Researchers have developed a new method for generating induced pluripotent stem cells (iPSCs) from adult mouse and human cells that doesn’t require the use of transcription factors. The approach used by University of Pennsylvania School of Medicine scientists instead uses miRNAs to trigger the transformation of fibroblasts into iPSCs.
The team suggests that while traditional transcription factor-based methods can generate perhaps a small handful of iPSCs from every 100,000 cells reprogrammed, their miRNA-mediated method results in about 10,000 iPSCs from every 100,000 starting cells. Their work is published in Cell Stem Cell in a paper titled “Highly Efficient miRNA-Mediated Reprogramming of Mouse and Human Somatic Cells to Pluripotency.”
There are currently several limitations to iPSC generation, including the low (0.2%–1.0%) efficiency of the process and the requirement to force the expression of at least one pluripotent stem cell transcription factor, according to the Penn research team, led by Edward Morrisey, Ph.D., director of the Penn Institute for Regenerative medicine, and professor in the departments of medicine and cell and developmental biology.
The current standard strategy for iPSC generation thus relies upon ectopic expression of Oct4, Sox2, Klf4, and Myc (known as OSKM). Although there are several alternatives to some of these factors, including the use of other transcription factors, signaling factors, and pharmacological molecules, at least one pluripotent stem cell transcription factor, usually Oct4, is required for efficient iPSC reprogramming, they point out. “These limitations hamper the use of iPSC technology in high-throughput formats such as generation of human iPSC clones from large patient populations.”
Conversely, several miRNAs have recently been shown to enhance iPSC reprogramming when expressed along with combinations of the OSKM factors. These miRNAs belong to families that are expressed preferentially in embryonic stem cells (ESCs) and are thought to help maintain the ESC phenotype. Of the miRNAs expressed at high levels in ESCs and iPSCs, the miR302/367 cluster has been shown to be a direct target of Oct4 and Sox2.

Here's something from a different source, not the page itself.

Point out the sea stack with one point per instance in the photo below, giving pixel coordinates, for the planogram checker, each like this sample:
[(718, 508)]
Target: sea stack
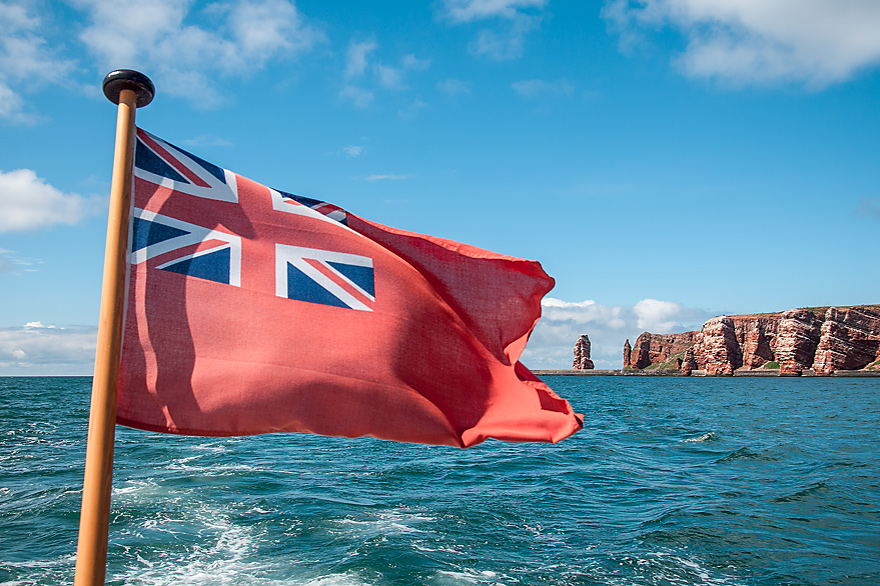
[(582, 354)]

Working with mouse cells initially, the Penn team showed that expression of the miR302/367 miRNAs can directly reprogram both mouse and human somatic cells to a pluripotent stem cell state without the requirement for any transcription factors. The iPSCs were even capable of being redifferentiated into germline cells.
The team then moved on to see whether the miRNA method would work with human cells. They found that in comparison with the OSKM transcription factor method, the miRNA expression technique was about two orders of magnitude more efficient at generating iPSCs from human fibroblasts. “Based on the cell counts, approximately 10% of human fibroblasts used for viral transduction produce iPSC clones,” they state. “These data indicate that miR302/367 can reprogram human as well as mouse fibroblasts to an iPSC state with greatly increased efficiency.”
Interestingly, for the technique to work with mouse cells, the researchers needed to combine miRNA expression with the Hdac inhibitor valproic acid (VPA). In human fibroblasts, however, the generation of iPSCs could proceed without VPA.
The iPSCs generated using the miRNA method can generate most of the tissues in the developing mouse, including germ cells, the researchers state. They are now working with collaborators to redifferentiate the iPSCs into cell types including cardiomyocytes, hematopoietic cells, and hepatocytes.
“Its a game changer,” Dr. Morrisey concludes. “This is the first time we’ve been able to make induced pluripotent stem cells without the four transcription factors and increase the efficiency by 100-fold. The upshot is that we hope to be able to produce synthetic miRNAs to transform adult cells into iPSCs, which could eventually then be redifferentiated into other cell types.”
The team hopes that it will be possible in the future to use synthetically generated mimics or precursor miRNAs, which can be easily introduced into cells at high levels and allow for a nongenetic method for generating iPSCs, Dr. Morrisey states.